A truer picture of song structure includes repeated sections, solos, and bridges. Using capital letters, a common song structure including repeats is ABABABB. Each section is 12 or 16 bars in length. The blues scale bends between minor and major predominantly due to the use of the flat 3rd, flat 5th, and flat 7th notes of the major scale. Sliding and bending these notes, vocally or instrumentally, gives blues its recognizable sound.

Solo

A solo usually takes place in sections of 8, 12, 16, 24, or 32 bars. A single insert of an 8-bar block expands a standard 32 bar song to 40 (excluding any repeats). The structure would then read, verse-verse-bridge, solo (played over the same music used in a verse), and then the final verse. In the popular forms used today (AABA, ABAB, ABACAB, etc.), where the A serves as a verse and not a refrain, and B serves as a chorus rather than a bridge, the solo usually takes place over the verse.

The solo can be "short and sweet", taking place over only one verse, doubling the verse to equal 16, or evolving over a repeated series of linked verses, arbitrarily decided during performance. Solos of this nature can go on for a considerable amount of time. This is the difference between structured and unstructured solos.

In a structured solo, the solo is played the same way everytime, or improvised within a set bar count and location. A 12 or 16 bar blues structure lends itself well to the unstructured solo (Valdez 1992).

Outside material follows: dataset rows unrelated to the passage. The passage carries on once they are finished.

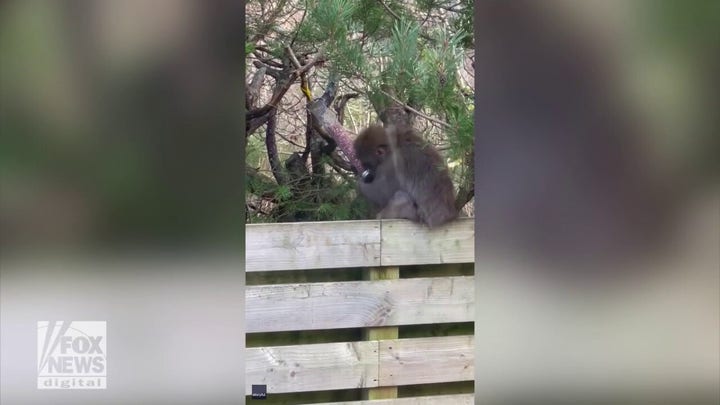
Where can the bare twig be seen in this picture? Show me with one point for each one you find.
(427, 117)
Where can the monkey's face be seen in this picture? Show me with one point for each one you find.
(371, 149)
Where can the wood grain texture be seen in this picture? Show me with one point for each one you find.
(345, 244)
(426, 360)
(356, 304)
(381, 332)
(406, 243)
(457, 399)
(312, 245)
(329, 366)
(349, 365)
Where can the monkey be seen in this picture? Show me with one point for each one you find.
(404, 176)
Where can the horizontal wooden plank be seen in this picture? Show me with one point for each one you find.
(354, 304)
(457, 399)
(344, 244)
(312, 245)
(406, 243)
(349, 365)
(328, 366)
(426, 360)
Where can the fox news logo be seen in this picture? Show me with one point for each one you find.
(72, 355)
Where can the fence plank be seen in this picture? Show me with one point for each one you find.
(344, 244)
(406, 243)
(312, 245)
(328, 366)
(457, 399)
(426, 360)
(348, 365)
(356, 304)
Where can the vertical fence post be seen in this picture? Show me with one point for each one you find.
(382, 332)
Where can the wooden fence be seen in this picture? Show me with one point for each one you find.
(379, 304)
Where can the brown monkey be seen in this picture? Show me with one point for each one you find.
(404, 176)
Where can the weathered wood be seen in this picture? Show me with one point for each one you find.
(383, 332)
(406, 243)
(426, 360)
(344, 244)
(349, 365)
(457, 399)
(312, 245)
(357, 304)
(328, 366)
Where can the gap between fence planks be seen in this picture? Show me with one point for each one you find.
(345, 244)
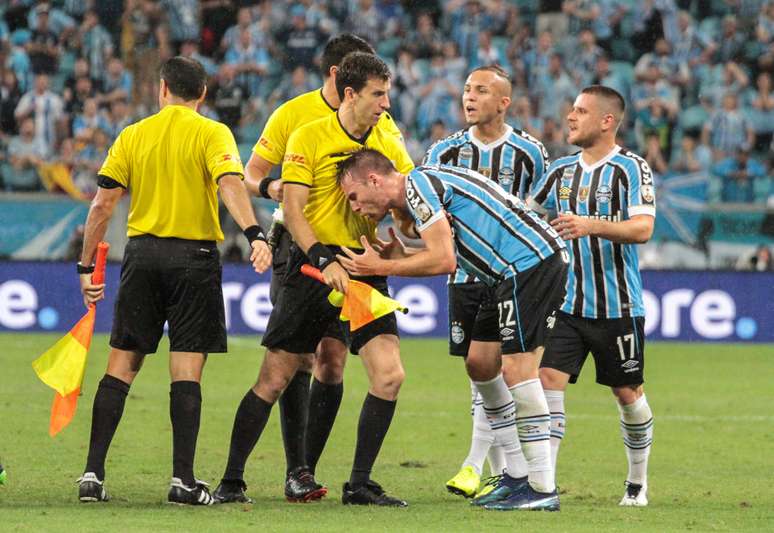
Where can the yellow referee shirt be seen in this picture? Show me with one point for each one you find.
(293, 114)
(311, 157)
(170, 162)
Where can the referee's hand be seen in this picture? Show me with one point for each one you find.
(91, 293)
(260, 256)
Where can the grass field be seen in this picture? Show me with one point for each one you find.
(712, 463)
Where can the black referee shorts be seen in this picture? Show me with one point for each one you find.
(617, 345)
(170, 280)
(302, 314)
(522, 307)
(465, 301)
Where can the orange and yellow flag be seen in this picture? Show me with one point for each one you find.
(62, 366)
(361, 305)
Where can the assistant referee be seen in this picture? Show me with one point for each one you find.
(172, 163)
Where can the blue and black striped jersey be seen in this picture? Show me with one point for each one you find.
(496, 235)
(516, 161)
(604, 278)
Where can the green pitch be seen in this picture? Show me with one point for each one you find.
(711, 465)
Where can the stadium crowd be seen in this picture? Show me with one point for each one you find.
(697, 74)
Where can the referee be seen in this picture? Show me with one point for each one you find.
(173, 164)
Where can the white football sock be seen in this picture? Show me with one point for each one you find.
(637, 432)
(501, 413)
(533, 421)
(482, 437)
(555, 400)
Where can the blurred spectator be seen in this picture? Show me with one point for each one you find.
(229, 97)
(731, 42)
(183, 20)
(190, 49)
(144, 44)
(25, 152)
(760, 103)
(250, 63)
(300, 41)
(46, 109)
(117, 82)
(10, 94)
(738, 175)
(88, 120)
(117, 118)
(43, 46)
(424, 41)
(728, 130)
(654, 154)
(692, 156)
(298, 83)
(95, 42)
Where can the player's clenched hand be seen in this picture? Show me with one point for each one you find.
(336, 277)
(366, 264)
(571, 226)
(275, 190)
(392, 249)
(260, 256)
(91, 293)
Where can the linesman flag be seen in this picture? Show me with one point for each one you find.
(62, 366)
(361, 305)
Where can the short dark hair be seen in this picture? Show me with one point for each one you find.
(608, 93)
(185, 77)
(337, 48)
(361, 161)
(356, 69)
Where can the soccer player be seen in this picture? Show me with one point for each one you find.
(606, 204)
(306, 413)
(515, 160)
(173, 164)
(464, 218)
(320, 221)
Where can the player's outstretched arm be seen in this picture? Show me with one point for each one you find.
(438, 257)
(636, 230)
(100, 212)
(237, 201)
(257, 179)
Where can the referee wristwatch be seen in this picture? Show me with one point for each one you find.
(85, 269)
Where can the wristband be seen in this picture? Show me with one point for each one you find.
(263, 187)
(254, 233)
(320, 256)
(84, 269)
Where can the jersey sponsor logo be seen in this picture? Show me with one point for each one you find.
(294, 158)
(505, 177)
(604, 194)
(457, 333)
(647, 194)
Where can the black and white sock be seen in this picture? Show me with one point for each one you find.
(324, 402)
(250, 419)
(637, 433)
(105, 416)
(185, 407)
(375, 419)
(294, 406)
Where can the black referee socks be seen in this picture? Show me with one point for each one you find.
(294, 405)
(185, 407)
(105, 416)
(251, 417)
(324, 402)
(375, 419)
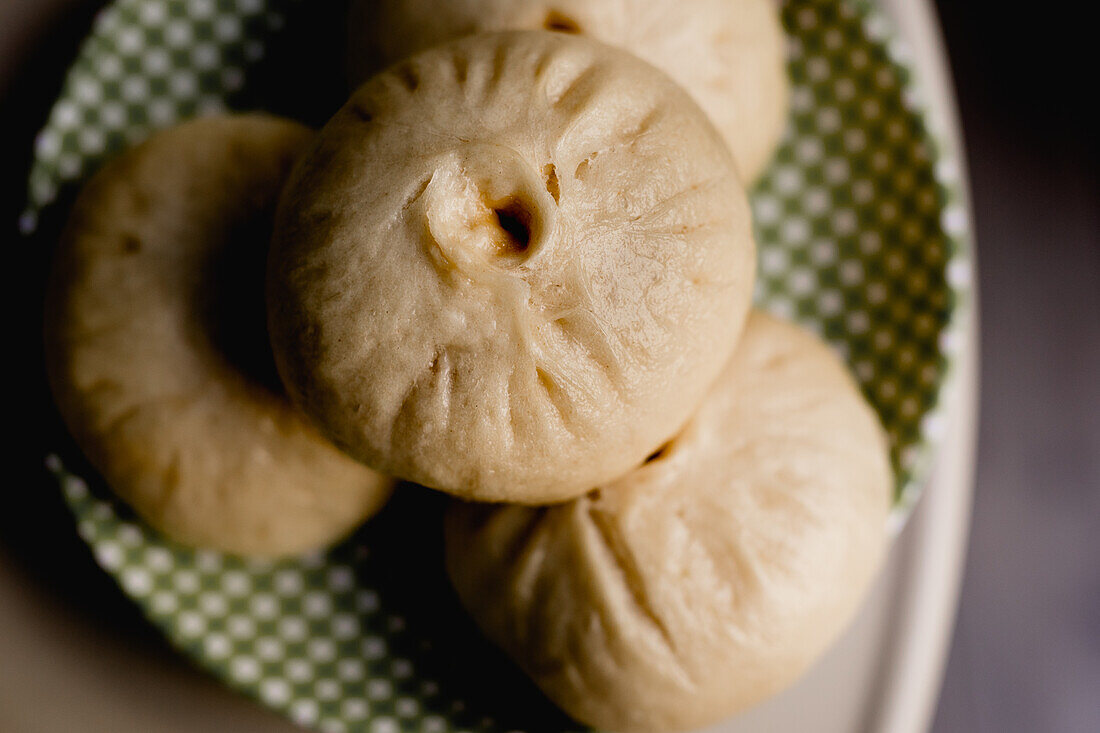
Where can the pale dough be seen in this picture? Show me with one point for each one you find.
(728, 54)
(158, 354)
(510, 266)
(708, 578)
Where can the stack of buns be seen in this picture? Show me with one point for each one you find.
(517, 267)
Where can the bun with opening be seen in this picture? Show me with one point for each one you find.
(712, 576)
(728, 54)
(509, 266)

Rhythm patterns and the "feel" are loose, and simple I-IV-V chord patterns (most often dominant seventh chords) easily repeat many times.. Improvisation can take place throughout the entirety of the song, if done in a fashion that does not severely detract from the songs basic melody, structure and feel.

A drummer can add "fills" freely without losing underlying structure and tempo. Rhythm guitar patterns can vary in duration, space, and accent as well. "Filling space", "syncopated", "on-the-beat", are examples of underlying concepts used in determining where improvisation takes place and to what degree.